図7に示すように、漏液検知装置100が液面に浮上している状態では、重心と浮心とは同じ鉛直線上に位置している。重心の位置に働く重力と、浮心の位置に働く浮力とは釣り合っている。
【0038】
なお、漏液検知装置100が傾いた場合には、重心の位置はそのままであるのに対し、浮心の位置が変化するため、重力と浮力とが同じ鉛直線上に位置しない状態となる。この2つの力を受けて漏液検知装置100には元にもどろうとする力(復原力)が働く。
【0039】
図7に示すように、容器30に形成された配線孔32は、液体Wの液位よりも鉛直方向上方に位置しているため、液体Wが配線孔32に触れることがない。その結果、配線孔32を通じて液体Wが容器30内に浸入することを防ぐことができる。
【0040】
すなわち、漏液検知装置100が浮上しているときの液体Wの液位よりも配線孔32の鉛直方向における高さが高くなるように、配線孔32の位置を決めることによって、無線通信機70に液体がかかることを未然に防ぐことができる。このような配線孔32の位置は、漏液検知装置100の重心、浮心、重力および浮力などに基づいて実験またはシミュレーションによって導出することができる。
【0041】
以上説明したように、本実施の形態に係る漏液検知装置100によれば、漏液検知装置100が液面に浮上している状態において、液体が配線孔32に触れることがないため、配線孔32を通じて液体が容器30内に浸入することを未然に防ぐことができる。

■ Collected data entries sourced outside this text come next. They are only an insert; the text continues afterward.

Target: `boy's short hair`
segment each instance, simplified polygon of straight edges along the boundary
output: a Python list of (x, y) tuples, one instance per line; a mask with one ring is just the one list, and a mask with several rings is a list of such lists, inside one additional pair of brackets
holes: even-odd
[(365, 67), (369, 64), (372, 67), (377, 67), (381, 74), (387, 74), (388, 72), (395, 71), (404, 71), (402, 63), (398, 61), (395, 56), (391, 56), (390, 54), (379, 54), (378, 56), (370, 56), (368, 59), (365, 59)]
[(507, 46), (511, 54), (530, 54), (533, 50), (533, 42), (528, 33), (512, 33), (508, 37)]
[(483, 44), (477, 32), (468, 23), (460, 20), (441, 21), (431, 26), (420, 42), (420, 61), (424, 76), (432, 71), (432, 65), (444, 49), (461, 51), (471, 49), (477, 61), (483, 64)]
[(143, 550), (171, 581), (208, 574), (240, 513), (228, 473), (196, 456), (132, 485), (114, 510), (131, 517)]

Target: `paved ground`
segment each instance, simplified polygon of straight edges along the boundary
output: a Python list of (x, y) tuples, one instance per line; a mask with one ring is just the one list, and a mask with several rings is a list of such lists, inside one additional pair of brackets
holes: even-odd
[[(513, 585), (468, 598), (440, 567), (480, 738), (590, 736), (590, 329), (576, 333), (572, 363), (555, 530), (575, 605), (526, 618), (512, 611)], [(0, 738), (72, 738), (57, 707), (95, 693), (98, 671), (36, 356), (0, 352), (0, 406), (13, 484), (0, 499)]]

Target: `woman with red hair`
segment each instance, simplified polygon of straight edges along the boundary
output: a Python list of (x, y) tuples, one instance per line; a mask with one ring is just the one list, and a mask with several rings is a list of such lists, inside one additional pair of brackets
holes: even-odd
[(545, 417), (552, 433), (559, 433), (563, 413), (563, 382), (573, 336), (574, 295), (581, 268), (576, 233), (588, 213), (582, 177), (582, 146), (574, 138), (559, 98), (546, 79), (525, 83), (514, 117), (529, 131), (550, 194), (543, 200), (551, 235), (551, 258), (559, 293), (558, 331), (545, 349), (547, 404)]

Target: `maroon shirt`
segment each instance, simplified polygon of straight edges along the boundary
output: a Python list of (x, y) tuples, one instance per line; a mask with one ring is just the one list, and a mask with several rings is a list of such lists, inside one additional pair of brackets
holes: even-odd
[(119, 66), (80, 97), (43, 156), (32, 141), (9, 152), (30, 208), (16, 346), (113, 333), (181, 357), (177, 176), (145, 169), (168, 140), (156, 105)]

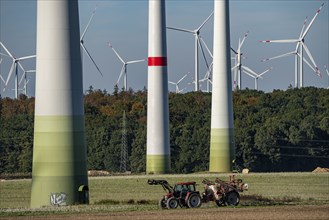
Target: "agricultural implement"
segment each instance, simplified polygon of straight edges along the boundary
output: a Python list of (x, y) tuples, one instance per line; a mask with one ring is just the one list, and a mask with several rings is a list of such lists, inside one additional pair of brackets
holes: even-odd
[(218, 206), (237, 206), (240, 202), (239, 193), (248, 190), (248, 184), (243, 183), (242, 179), (235, 179), (234, 175), (227, 182), (216, 178), (215, 181), (204, 179), (202, 183), (205, 187), (203, 202), (214, 201)]
[(178, 206), (197, 208), (201, 206), (202, 200), (199, 191), (195, 189), (195, 182), (179, 182), (172, 187), (166, 180), (148, 180), (150, 185), (161, 185), (167, 194), (160, 201), (160, 208), (175, 209)]
[(175, 209), (178, 206), (187, 208), (200, 207), (202, 203), (210, 201), (216, 202), (218, 206), (237, 206), (240, 202), (240, 192), (248, 189), (248, 184), (243, 183), (241, 179), (235, 179), (230, 176), (229, 181), (225, 182), (219, 178), (215, 181), (204, 179), (205, 191), (202, 198), (199, 191), (196, 190), (196, 182), (178, 182), (171, 186), (166, 180), (149, 179), (149, 185), (161, 185), (167, 192), (159, 201), (161, 209)]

したがって、容器30内に収容された無線通信機70は、センサ60からの検知信号を管理サーバ200へ送信し続けることができる。
【0042】
[付記]
上述した実施形態は、以下の付記の具体例である。
【0043】
(付記1)
漏液検知装置であって、
液体が接触している状態で前記液体の漏れを検知して検知信号を出力するセンサと、
前記センサから前記検知信号を受信し、前記検知信号を装置外部に送信する無線通信機と、
前記センサと前記無線通信機とを接続する配線と、
前記無線通信機を気密に収容する内部空間を有する容器と、
前記漏液検知装置が設置される設置面の鉛直方向上方に位置するように、前記設置面に対して前記センサおよび前記容器を支持する支持部材とを備え、
前記容器には、前記配線を挿通するための配線孔が形成されており、
前記漏液検知器が液面に浮上している状態において、前記鉛直方向における前記配線孔の高さは、前記液面の高さよりも高い、漏液検知装置。
【0044】
(付記2)
前記支持部材は、前記容器が前記センサに対して前記鉛直方向上方に位置するように、前記センサおよび前記容器を支持する、付記1に記載の漏液検知装置。
【0045】
(付記3)
前記容器は、直方体状または円柱状の形状であり、逆円錐状または逆四角錐状の底部を有する、付記1または付記2に記載の漏液検知装置。
【0046】
(付記4)
前記容器は、前記底部に取り付けられた重りをさらに有する、付記3に記載の漏液検知装置。
【0047】
(付記5)
前記容器および前記センサの上面および側面を覆うように形成された囲い部をさらに備える、付記1から付記4のいずれかに記載の漏液検知装置。
【0048】
(付記6)
前記無線通信機は、前記検知信号を管理サーバに送信する、付記1から付記5のいずれかに記載の漏液検知装置。
【0049】
本開示の実施の形態について説明したが、今回開示された実施の形態はすべての点で例示であって制限的なものではないと考えられるべきである。本開示の範囲は特許請求の範囲によって示され、特許請求の範囲と均等の意味および範囲内でのすべての変更が含まれることが意図される。
【符号の説明】
【0050】
10 囲い部、20 本体部、30 容器、32 配線孔、34 底部、36 重り、40A~40D 脚部材、50 台座部、60 センサ、70 無線通信機、80 配線、100 漏液検知装置、200 管理サーバ、300 設置面、W 液体。